7 Smarter Ways to Use Debt Consolidation in 2018

In the world of personal finance, debt often gets a bad rap. Financial gurus sometimes say you should avoid borrowing at all costs and pay for everything in cash. It’s not hard to guess why; debt is the No. 1 source of financial stress for millennials, according to a Student Loan Hero survey.

However, debt offers a significant benefit. It can facilitate important financial moves to get you closer to the life you want. When used wisely, debt can open doors by getting you the cash you need to take advantage of today’s opportunities.
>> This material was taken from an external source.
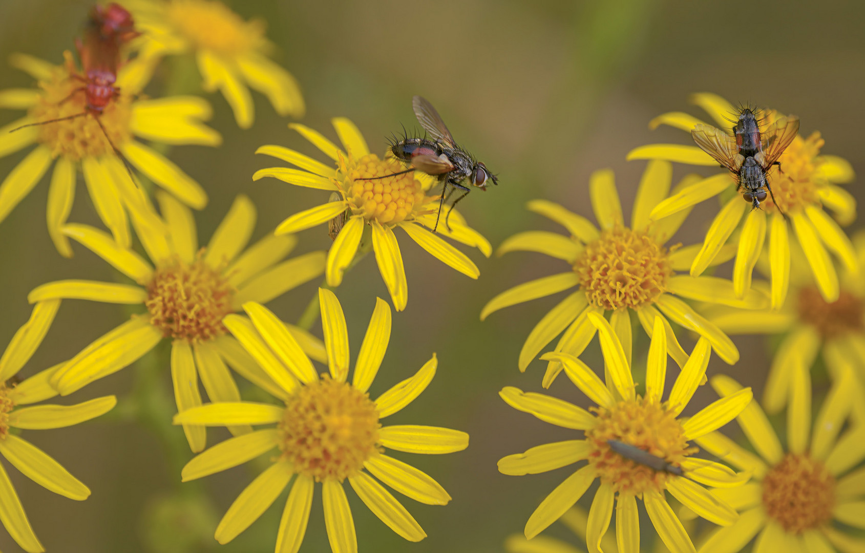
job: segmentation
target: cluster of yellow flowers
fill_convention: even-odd
[[[241,128],[251,126],[254,119],[247,85],[266,94],[280,114],[302,116],[304,100],[294,79],[266,56],[270,44],[260,23],[246,22],[215,0],[122,3],[135,22],[137,35],[127,45],[134,55],[120,67],[119,93],[104,110],[95,113],[86,94],[79,93],[76,80],[81,77],[68,54],[61,65],[12,56],[16,67],[38,81],[38,89],[0,91],[0,107],[27,110],[23,118],[0,129],[0,156],[35,145],[0,184],[0,221],[56,160],[47,217],[58,252],[72,256],[72,239],[122,275],[119,282],[49,282],[30,293],[32,316],[0,358],[0,453],[47,489],[86,498],[87,487],[20,438],[19,430],[93,419],[111,410],[115,397],[71,406],[31,404],[73,394],[170,340],[167,364],[177,408],[173,422],[197,453],[180,478],[202,478],[269,455],[269,466],[219,523],[215,535],[219,543],[246,530],[287,487],[275,550],[298,551],[317,482],[331,550],[355,552],[358,545],[346,479],[394,532],[410,541],[423,539],[424,530],[382,485],[428,505],[443,505],[451,498],[432,477],[386,450],[454,453],[468,446],[468,434],[432,426],[382,426],[381,419],[426,388],[438,359],[432,354],[415,374],[371,399],[369,389],[390,338],[391,306],[376,299],[349,382],[348,329],[333,290],[372,250],[394,307],[404,310],[408,286],[397,228],[472,279],[479,277],[477,267],[442,236],[485,256],[492,248],[456,211],[448,225],[433,232],[440,199],[432,190],[435,180],[405,172],[390,155],[371,153],[356,125],[344,118],[332,120],[339,145],[303,125],[289,125],[330,162],[279,145],[257,151],[293,167],[262,169],[254,180],[272,177],[321,190],[329,197],[323,196],[320,205],[291,215],[273,233],[247,247],[256,210],[247,196],[238,196],[202,246],[192,209],[206,206],[204,189],[157,148],[135,137],[168,145],[218,146],[220,134],[203,123],[210,106],[198,97],[145,100],[138,93],[164,57],[191,55],[204,88],[221,92]],[[727,119],[735,110],[726,100],[708,93],[693,100],[730,128]],[[54,119],[61,120],[10,132]],[[662,124],[689,132],[702,121],[673,113],[659,116],[650,126]],[[851,241],[842,228],[855,219],[855,204],[838,184],[854,175],[843,159],[821,155],[823,145],[819,133],[797,136],[780,158],[783,172],[771,173],[778,204],[766,203],[746,216],[747,204],[733,193],[735,183],[727,171],[708,177],[689,174],[672,186],[674,163],[717,164],[697,146],[684,144],[651,145],[628,155],[649,160],[630,223],[607,170],[595,172],[589,182],[597,226],[546,200],[529,203],[531,211],[561,224],[567,234],[522,232],[507,239],[497,254],[541,253],[567,267],[497,295],[480,317],[569,290],[531,331],[517,366],[526,370],[548,350],[540,355],[547,362],[541,384],[548,388],[564,371],[596,407],[586,410],[513,387],[499,393],[516,409],[582,432],[580,439],[540,445],[499,461],[499,471],[509,475],[580,464],[529,517],[524,537],[506,540],[509,551],[573,551],[567,543],[539,536],[561,520],[586,540],[591,553],[638,553],[646,533],[640,531],[637,499],[673,553],[698,547],[701,553],[735,553],[754,537],[758,553],[781,548],[803,553],[865,550],[865,539],[843,528],[865,528],[861,466],[865,235]],[[125,163],[131,166],[128,172]],[[67,221],[79,168],[107,232]],[[129,178],[133,170],[160,190],[148,192],[148,187],[136,186]],[[714,196],[722,199],[722,207],[705,240],[670,244],[691,208]],[[327,252],[286,259],[298,241],[298,233],[324,223],[330,223],[334,238]],[[797,241],[790,239],[790,225]],[[705,274],[734,259],[732,279]],[[769,281],[754,279],[754,268]],[[320,314],[322,339],[309,331],[311,323],[285,323],[265,306],[323,275],[311,304]],[[64,299],[140,307],[73,358],[17,382],[16,376],[42,343]],[[634,351],[637,325],[631,312],[650,339],[644,363]],[[596,334],[605,361],[603,378],[580,360]],[[707,377],[713,351],[730,365],[739,363],[731,334],[784,337],[762,408],[753,401],[750,388],[724,375]],[[696,342],[689,352],[682,343],[692,337]],[[812,417],[811,369],[818,351],[832,384]],[[671,386],[668,357],[680,369]],[[272,399],[258,394],[257,402],[244,400],[234,373]],[[689,405],[707,382],[719,399]],[[785,408],[785,449],[766,416]],[[686,409],[695,412],[684,416]],[[719,431],[734,419],[750,448]],[[208,448],[208,426],[226,428],[233,437]],[[708,455],[697,456],[698,452]],[[599,484],[586,515],[574,505],[595,479]],[[614,505],[613,538],[607,532]],[[707,522],[695,524],[698,517]],[[0,521],[25,550],[43,550],[2,466]]]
Instead of fearing debt, consider how you can make this financial tool work for you. Here are seven moves you can make with your debt or credit in 2018 to add to your bottom line and get closer to accomplishing your goals.

1. Improve Your Credit

In simple terms, your credit reveals how responsible you are with borrowing and repaying the money. This means that any debt you have, from revolving credit to installment loans, can help you build credit and raise your score.

Of course, it’s not wise to borrow solely for the purpose of improving your credit. But if you work to manage your debt well, it can help you work your way up to an excellent credit score.

Setting up automatic payments and due date alerts for your existing debt is an easy way to manage it. Always paying your bills in full and on time is the best thing you can do for your credit. Automating the process and setting up reminders can prevent mistakes that ding your credit.

2. Lower Your Debt Costs

If you have a loan or credit balance that’s costing you way too much, consider replacing it with a cheaper loan. That’s exactly what happens when you refinance or consolidate debt- check it out here.

Review your debt and check for any accounts on which you’re paying too much interest. For instance, all of the following are popular ways to lower debt costs:

  • Consolidate credit card balances with a personal loan
  • Refinance high-interest student loans
  • Refinance a mortgage
  • Refinance an auto loan

This is especially beneficial if your credit score today is better than it was when you first took out the debt. With a better score, you could qualify for lower rates on a new loan.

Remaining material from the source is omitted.